UNITED NATIONS - The month long conference that began on Monday at the United Nations aims to take stock of the 1970 nuclear Nonproliferation Treaty, which was designed to halt the spread of nuclear weapons. Following are some details associated with this issue:
Member states:
-- 188 states have signed the NPT including the five declared nuclear weapons states: the United States, Britain, France, China and Russia.
-- Three states have not signed but are understood to have nuclear arms: India, Pakistan and Israel.
-- One state, North Korea, signed the treaty and then withdrew. It recently announced it has nuclear weapons.
Nuclear weapons arsenals:
-- UN experts estimate there are 30,000 weapons worldwide.
-- Of this number, the United States is estimated to have some 7100 operational nuclear warheads with 3000-5000 more in its stockpile.
-- Russia is thought to have 8000 operational nuclear warheads and 8000 stockpiled.

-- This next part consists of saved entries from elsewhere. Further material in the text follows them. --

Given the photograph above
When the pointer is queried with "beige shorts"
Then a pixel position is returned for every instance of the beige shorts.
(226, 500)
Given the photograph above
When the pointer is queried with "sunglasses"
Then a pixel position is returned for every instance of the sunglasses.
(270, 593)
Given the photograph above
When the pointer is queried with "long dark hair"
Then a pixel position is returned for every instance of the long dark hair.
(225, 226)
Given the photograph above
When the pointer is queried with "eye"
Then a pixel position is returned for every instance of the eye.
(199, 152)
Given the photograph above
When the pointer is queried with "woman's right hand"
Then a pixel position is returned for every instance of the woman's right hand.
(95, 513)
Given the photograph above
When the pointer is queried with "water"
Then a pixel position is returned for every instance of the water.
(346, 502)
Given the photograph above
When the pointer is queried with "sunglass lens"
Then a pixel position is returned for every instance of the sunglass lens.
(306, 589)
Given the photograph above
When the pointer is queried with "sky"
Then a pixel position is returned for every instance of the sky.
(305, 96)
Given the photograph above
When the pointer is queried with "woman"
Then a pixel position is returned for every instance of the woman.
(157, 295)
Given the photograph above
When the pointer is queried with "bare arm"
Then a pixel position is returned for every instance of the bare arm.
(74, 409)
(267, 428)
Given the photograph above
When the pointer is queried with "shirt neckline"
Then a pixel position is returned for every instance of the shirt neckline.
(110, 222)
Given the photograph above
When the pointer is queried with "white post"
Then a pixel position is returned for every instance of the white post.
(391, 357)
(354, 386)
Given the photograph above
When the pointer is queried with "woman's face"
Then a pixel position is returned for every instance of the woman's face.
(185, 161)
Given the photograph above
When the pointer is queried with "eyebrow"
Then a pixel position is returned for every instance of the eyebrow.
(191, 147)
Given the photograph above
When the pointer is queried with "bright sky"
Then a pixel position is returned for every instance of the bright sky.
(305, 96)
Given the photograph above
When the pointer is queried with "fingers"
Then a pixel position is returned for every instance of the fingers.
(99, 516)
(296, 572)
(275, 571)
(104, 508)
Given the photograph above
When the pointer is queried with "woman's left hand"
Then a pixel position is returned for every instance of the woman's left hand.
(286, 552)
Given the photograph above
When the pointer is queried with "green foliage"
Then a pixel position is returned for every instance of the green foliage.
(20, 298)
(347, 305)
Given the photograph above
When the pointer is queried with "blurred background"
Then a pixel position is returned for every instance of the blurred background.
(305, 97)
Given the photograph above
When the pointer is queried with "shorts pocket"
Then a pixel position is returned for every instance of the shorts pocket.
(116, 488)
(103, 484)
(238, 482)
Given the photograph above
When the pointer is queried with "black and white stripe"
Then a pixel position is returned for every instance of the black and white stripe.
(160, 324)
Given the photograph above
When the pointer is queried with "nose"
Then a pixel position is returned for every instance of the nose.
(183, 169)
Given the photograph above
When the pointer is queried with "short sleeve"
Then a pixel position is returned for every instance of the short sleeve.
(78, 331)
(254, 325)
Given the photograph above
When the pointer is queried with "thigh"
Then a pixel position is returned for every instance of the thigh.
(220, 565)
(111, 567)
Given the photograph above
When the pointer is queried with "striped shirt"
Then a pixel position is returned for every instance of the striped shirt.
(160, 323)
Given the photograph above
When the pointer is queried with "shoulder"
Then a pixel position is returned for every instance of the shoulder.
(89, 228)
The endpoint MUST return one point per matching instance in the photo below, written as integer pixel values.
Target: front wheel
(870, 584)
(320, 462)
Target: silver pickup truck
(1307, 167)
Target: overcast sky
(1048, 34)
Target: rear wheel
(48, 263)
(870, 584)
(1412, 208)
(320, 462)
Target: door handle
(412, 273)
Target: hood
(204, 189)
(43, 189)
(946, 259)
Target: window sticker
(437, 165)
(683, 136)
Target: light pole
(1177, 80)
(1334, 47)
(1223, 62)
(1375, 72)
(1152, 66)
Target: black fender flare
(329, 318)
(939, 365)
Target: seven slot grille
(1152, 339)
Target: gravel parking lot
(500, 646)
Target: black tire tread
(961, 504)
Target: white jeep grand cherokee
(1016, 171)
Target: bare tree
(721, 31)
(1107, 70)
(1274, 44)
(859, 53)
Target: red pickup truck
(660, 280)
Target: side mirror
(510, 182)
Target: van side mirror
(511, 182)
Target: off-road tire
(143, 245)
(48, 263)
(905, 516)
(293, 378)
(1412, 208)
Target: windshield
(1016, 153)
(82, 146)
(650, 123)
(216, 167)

-- China is said to have 402 nuclear weapons; France, 348; and Britain, 185.
-- As for non-NPT members, India and Pakistan are said to have some 40 operational warheads each, while Israel's arsenal is put at around 200.
-- US officials estimate North Korea may have produced enough nuclear fuel for nine weapons.
Disarmament debate:
Nuclear have-nots complain that nuclear states, especially the United States, are not moving fast enough toward NPT-mandated disarmament. Washington has mounted a vigorous defence, insisting it leads the world in efforts to prevent the spread of nuclear, chemical and biological arms in these ways:
-- The United States has reduced its nuclear stockpile by more than 13,000 weapons since 1988, officials say.
-- An US-sponsored resolution, adopted by the UN Security Council, requires states to enact and enforce effective legal and regulatory anti-proliferation measures.
-- More than 60 states have joined the US-launched Proliferation Security Initiative that encourages states to interdict shipments of weapons of mass destruction (WMD) on sea, land and in the air.
-- Since 1991, the United States has spent more than $9 billion in cooperative projects to safeguard and eliminate WMD technology and facilities, including destroying 6,312 nuclear warheads, 537 intercontinental ballistic missiles and 27 nuclear submarines.
-- The United States and Britain played leading roles in shutting down the nuclear black market headed by Pakistani Abdul Qadeer Khan and in persuading Libya to jettison its nuclear programme.